Bu delillerin de CMK'nun 206/2-a maddesinde yer aldığı üzere kanuna aykırı olarak toplandığı ve delil olarak kabul edilmemesi gerektiğinin belirtildiği gerekçede,  aksi yöndeki kabul ve değerlendirmelerle  usul hükümlerinin gözardı edileceği,  bunun da temel hak ve hürriyetlerin ihlaline varan sonuçlar ortaya çıkacağı, usule aykırı yöntemlerle elde edilen delillerin hükme esas alınmaması yönündeki düşüncenin, aslında hürriyetin korunması amacını taşıdığı, bu nedenle dosyaya sağlanan başka delillerin bulunmamasından ötürü tüm sanıkların beraat etmesi gerektiğine kanaat getirildi.

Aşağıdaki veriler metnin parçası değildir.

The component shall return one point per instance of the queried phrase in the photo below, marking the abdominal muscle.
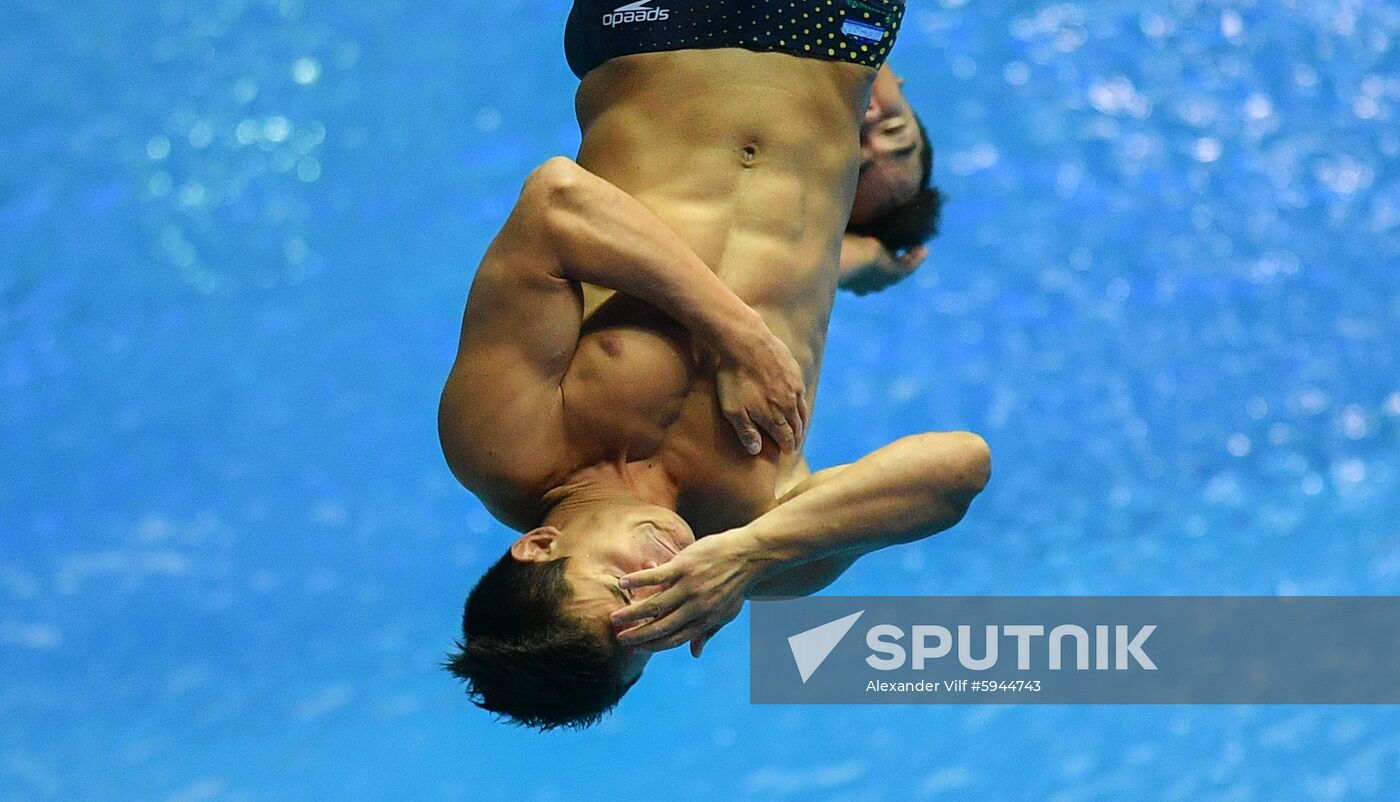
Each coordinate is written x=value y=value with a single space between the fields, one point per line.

“BİLİRKİŞİ RAPORLARI ARASINDAKİ ÇELİŞKİ GİDERİLMEDİ”

Mahkeme aşamasında  çelişki olduğu gerekçesiyle alınan ikinci bilirkişi raporuna sanıkların itiraz ettiklerinin anımsatıldığı gerekçede, çelişkiyi giderebilecek 3. raporun alınması gerekliliği ileri sürülmekle, Avrupa İnsan Hakları Sözleşmesi'nin 6. maddesi çerçevesinde ve  Yargıtay kararı doğrultusunda, iddia - savunma dengesi gereği çelişkiyi gidermeye matuf 3. bir bilirkişi heyeti raporu alınması gerektiği dile getirildi.  Dosyada bulunan bilirkişi raporları arasındaki çelişki giderilmeden sanıklar hakkında mahkumiyet kararı vermenin hukuka uygun olmadığı, bilirkişi raporlarının arasındaki çelişki nedeniyle ortaya çıkan şüpheden sanıkların yararlanması gerektiği ifade edildi. 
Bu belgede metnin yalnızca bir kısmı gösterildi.